Construção do solo avança na cafeicultura
Nutrientes como silício, boro, magnésio e enxofre também terão atenção especial
Nutrientes como silício, boro, magnésio e enxofre também terão atenção especial - Foto: Pixabay
A construção do perfil do solo tem ganhado importância na cafeicultura como alternativa para ampliar a resiliência das lavouras diante dos desafios climáticos e do aumento dos custos de produção. O tema será um dos destaques da Expocafé 2026, marcada para ocorrer entre os dias 26 e 28 de maio, no aeroporto de Três Pontas, em Minas Gerais.
Durante a feira, a Agronelli Soluções apresentará tecnologias voltadas à construção do perfil do solo, eficiência nutricional, sanidade vegetal e fortalecimento radicular. A proposta é mostrar soluções que contribuam para maior estabilidade produtiva e sustentabilidade na lavoura cafeeira.
Segundo Maurício Komori, especialista em Fertilidade do Solo e Nutrição de Plantas e gerente de Pesquisa e Desenvolvimento de Mercado da Agronelli Soluções, os produtores têm buscado manejos capazes de equilibrar produtividade, eficiência econômica e longevidade dos cafezais. A preocupação envolve o melhor uso de fertilizantes e água, além da redução de riscos produtivos.
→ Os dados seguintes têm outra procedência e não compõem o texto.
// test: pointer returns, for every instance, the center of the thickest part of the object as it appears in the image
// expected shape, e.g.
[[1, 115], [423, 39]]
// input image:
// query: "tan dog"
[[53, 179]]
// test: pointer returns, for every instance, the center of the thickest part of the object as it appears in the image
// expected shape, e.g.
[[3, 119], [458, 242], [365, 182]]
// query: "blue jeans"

A construção de um ambiente equilibrado do ponto de vista físico, químico e biológico favorece o aprofundamento das raízes, melhora a retenção de água e contribui para plantas mais saudáveis. No estande da empresa, estarão em destaque soluções com gesso agrícola, silicatos, condicionadores de solo e fertilizantes.
Nutrientes como silício, boro, magnésio e enxofre também terão atenção especial, por sua relação com fortalecimento das plantas, florada, pegamento, eficiência fotossintética, enchimento de grãos e melhor aproveitamento do nitrogênio. A empresa ainda apresentará pesquisas com gesso agrícola associado à braquiária, manejo ligado à retenção de água, ciclagem de nutrientes e estabilidade produtiva.“A proposta é transformar pesquisa e tecnologia em soluções práticas que gerem produtividade, estabilidade e sustentabilidade para o cafeicultor”, conclui o especialista.